Par ailleurs, un avis de droit du professeur et ancien juge fédéral Peter Locher, disponible sur le site de l’Etat de Vaud, parvient à la conclusion que la Confédération ne dispose pas des bases légales pour obtenir les données fiscales prévues en raison du secret fiscal qui protège la sphère privée des contribuables.

En raison des nombreux enjeux qui découlent de ce projet (sécurité des données, principe du secret fiscal, protection de la sphère privée), un conflit d’intérêts ne peut pas être résolu par l’introduction d’une simple annexe à une ordonnance du Conseil fédéral. Une nouvelle base légale formelle est nécessaire. Cela d’autant plus que la violation éventuelle du secret fiscal constitue un délit pénal.

Antrag des Bundesrates

Rejet

Stellungnahme des Bundesrates

L'Office fédéral de la justice a été chargé d'analyser les bases légales d'un relevé de données fiscales, analyse qu'il a par ailleurs publiée sur son site. Il a conclu, tout comme un avis de droit externe publié sur le site de l’Administration fédérale des contributions, que la loi sur la statistique fédérale constitue une base légale suffisante au niveau fédéral, à condition que le Conseil fédéral procède à une pesée entre l'intérêt public à disposer de données statistiques et l'intérêt public et privé à préserver le secret fiscal. Le Conseil fédéral a entrepris cette pesée des intérêts. Il est arrivé à la conclusion que l'intérêt public pour la statistique est prioritaire. Le nouveau relevé de données fiscales ne porte pas atteinte au secret fiscal. Dès que les données sont transmises à la Confédération, elles sont soumises au secret statistique qui garantit la protection de la sphère privée des contribuables, la confidentialité des informations reçues, leur utilisation purement statistique et la sécurité des données. Aucune conclusion sur la situation individuelle des ménages et des personnes ne pourra être tirée des résultats publiés.

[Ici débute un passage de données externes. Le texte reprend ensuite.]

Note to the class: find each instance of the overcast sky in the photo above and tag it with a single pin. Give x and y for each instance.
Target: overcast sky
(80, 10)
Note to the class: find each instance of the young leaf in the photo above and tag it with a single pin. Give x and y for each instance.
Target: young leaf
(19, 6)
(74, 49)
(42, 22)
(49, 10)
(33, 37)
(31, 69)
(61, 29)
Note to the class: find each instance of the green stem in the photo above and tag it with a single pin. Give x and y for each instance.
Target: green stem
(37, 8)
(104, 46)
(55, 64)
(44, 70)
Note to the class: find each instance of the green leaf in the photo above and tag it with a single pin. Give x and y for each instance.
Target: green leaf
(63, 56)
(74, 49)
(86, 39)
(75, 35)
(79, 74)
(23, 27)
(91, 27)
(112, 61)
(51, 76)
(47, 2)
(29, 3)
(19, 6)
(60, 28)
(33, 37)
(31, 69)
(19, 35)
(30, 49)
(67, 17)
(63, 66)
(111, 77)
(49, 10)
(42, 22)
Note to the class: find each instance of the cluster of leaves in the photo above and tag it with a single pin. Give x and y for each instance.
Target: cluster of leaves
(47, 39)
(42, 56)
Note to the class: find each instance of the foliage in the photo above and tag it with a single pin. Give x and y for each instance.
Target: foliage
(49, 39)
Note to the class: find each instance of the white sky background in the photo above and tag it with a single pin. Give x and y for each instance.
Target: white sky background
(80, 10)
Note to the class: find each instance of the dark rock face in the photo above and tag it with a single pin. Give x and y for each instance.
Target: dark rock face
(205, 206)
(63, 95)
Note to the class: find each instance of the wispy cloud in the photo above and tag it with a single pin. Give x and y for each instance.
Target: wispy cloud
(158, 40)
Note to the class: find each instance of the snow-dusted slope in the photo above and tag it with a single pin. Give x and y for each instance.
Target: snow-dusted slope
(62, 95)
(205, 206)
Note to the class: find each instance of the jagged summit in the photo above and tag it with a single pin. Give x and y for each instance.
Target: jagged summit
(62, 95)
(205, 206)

Par ailleurs, les principes de proportionnalité sont pris en compte selon les exigences fixées par la loi sur la statistique fédérale. La Confédération est consciente de la responsabilité qui lui incombe. Elle a d’ailleurs déjà mené un projet d’envergure avec onze cantons qui ont livré leurs données fiscales non anonymisées pour une analyse de la situation économique des personnes en âges d’activité et à l’âge de la retraite. Le projet a montré qu’il est possible de recueillir et de traiter les données en toute sécurité et dans le respect de la protection des données. Les données fiscales non anonymisées sont déterminantes pour évaluer de manière fiable l’impact de nombreux projets de réforme, en particulier dans les domaines de la politique fiscale et sociale. Elles fournissent en outre les bases indispensables à la planification et au pilotage de ces domaines politiques, tant au niveau fédéral qu'au niveau cantonal ou communal. L’analyse de la pauvreté en Suisse en fournit un exemple : pour ce faire, il faut associer les données fiscales avec celles provenant de l'aide sociale et des prestations complémentaires. C'est la seule manière de répondre à la motion 19.3953 CSEC-E, qui a chargé le Conseil fédéral d'introduire tous les cinq ans un monitoring national de la pauvreté.

Le Conseil fédéral propose de rejeter la motion.